Coded Bias is a timely, thought-provoking documentary from director Shalini Kantayya. It follows Buolamwini’s journey to uncover racial and sexist bias in face-recognition software and other artificial intelligence systems. Such technology is increasingly used to make important decisions, but many of the algorithms are a black box.
“I hope this will be a kind of Inconvenient Truth of algorithmic justice, a film that explains the science and ethics around an issue of critical importance to the future of humanity,” Kantayya told New Scientist.
The documentary, which premiered at the Sundance Film Festival earlier this year, sees a band of articulate scientists, scholars and authors do most of the talking. This cast primarily consists of women of colour, which is fitting because studies, including those by Buolamwini, reveal that face-recognition systems have much lower accuracy rates when identifying female and darker-skinned faces compared with white, male faces.

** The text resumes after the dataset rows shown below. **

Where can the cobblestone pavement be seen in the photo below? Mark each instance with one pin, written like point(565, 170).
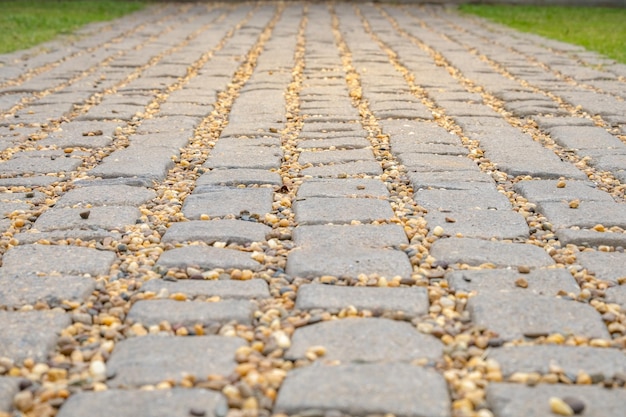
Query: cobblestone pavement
point(254, 209)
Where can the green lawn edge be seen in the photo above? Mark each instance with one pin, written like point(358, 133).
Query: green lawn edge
point(599, 29)
point(28, 23)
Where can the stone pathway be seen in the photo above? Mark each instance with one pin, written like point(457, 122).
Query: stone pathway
point(290, 208)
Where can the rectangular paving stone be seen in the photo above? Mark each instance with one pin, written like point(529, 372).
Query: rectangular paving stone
point(321, 210)
point(228, 289)
point(229, 231)
point(365, 389)
point(541, 191)
point(516, 400)
point(452, 180)
point(238, 176)
point(586, 215)
point(342, 169)
point(175, 402)
point(207, 257)
point(334, 156)
point(311, 262)
point(527, 315)
point(70, 260)
point(218, 202)
point(456, 200)
point(105, 195)
point(476, 252)
point(607, 266)
point(103, 217)
point(419, 162)
point(343, 187)
point(540, 281)
point(604, 362)
point(379, 236)
point(411, 301)
point(30, 334)
point(190, 313)
point(365, 340)
point(483, 224)
point(153, 358)
point(24, 289)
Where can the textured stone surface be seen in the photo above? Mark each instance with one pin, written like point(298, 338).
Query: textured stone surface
point(149, 359)
point(206, 257)
point(572, 359)
point(395, 388)
point(365, 340)
point(347, 262)
point(318, 210)
point(411, 302)
point(608, 266)
point(515, 400)
point(176, 402)
point(189, 313)
point(229, 231)
point(30, 334)
point(477, 252)
point(61, 259)
point(255, 288)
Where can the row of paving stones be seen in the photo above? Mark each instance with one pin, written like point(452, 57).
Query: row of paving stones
point(333, 191)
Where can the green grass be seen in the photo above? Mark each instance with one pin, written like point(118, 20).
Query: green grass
point(26, 23)
point(598, 29)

Recently, there has been a backlash against face recognition. IBM, Amazon and Microsoft have all halted or restricted sales of their technology. US cities, notably Boston and San Francisco, have banned government use of face recognition, recognising problems of racial bias.
People seem to have different experiences with the technology. The documentary shows a bemused pedestrian in London being fined for partially covering his face while passing a police surveillance van. On the streets of Hangzhou, China, we meet a skateboarder who says she appreciates face recognition’s convenience as it is used to grant her entry to train stations and her residential complex.
“If an AI suspects you are a gambler, you could be presented with ads for discount fares to Las Vegas”
The film also explores how decision-making algorithms can be susceptible to bias. In 2014, for example, Amazon developed an experimental tool for screening job applications for technology roles. The tool, which wasn’t designed to be sexist, discounted résumés that mentioned women’s colleges or groups, picking up on the gender imbalance in résumés submitted to the company. The tool was never used to evaluate actual job candidates.
AI systems can also build up a picture of people as they browse the internet, as the documentary investigates. They can suss out things we don’t disclose, says Zeynep Tufekci at the University of North Carolina at Chapel Hill in the film. Individuals can then be targeted by online advertisers. For instance, if an AI system suspects you are a compulsive gambler, you could be presented with discount fares to Las Vegas, she says.
In the European Union, the General Data Protection Regulation goes some way to giving people better control over their personal data, but there is no equivalent regulation in the US.
“Data protection is the unfinished work of the civil rights movement,” said Kantayya. The film argues that society should hold the makers of AI software accountable. It advocates a regulatory body to protect the public from its harms and biases.
At the end of the film, Buolamwini testifies in front of the US Congress to press the case for regulation. She wants people to support equity, transparency and accountability in the use of AI that governs our lives. She has now founded a group called the Algorithmic Justice League, which tries to highlight these issues.
Kantayya said she was inspired to make Coded Bias by Buolamwini and other brilliant and badass mathematicians and scientists. It is an eye-opening account of the dangers of invasive surveillance and bias in AI.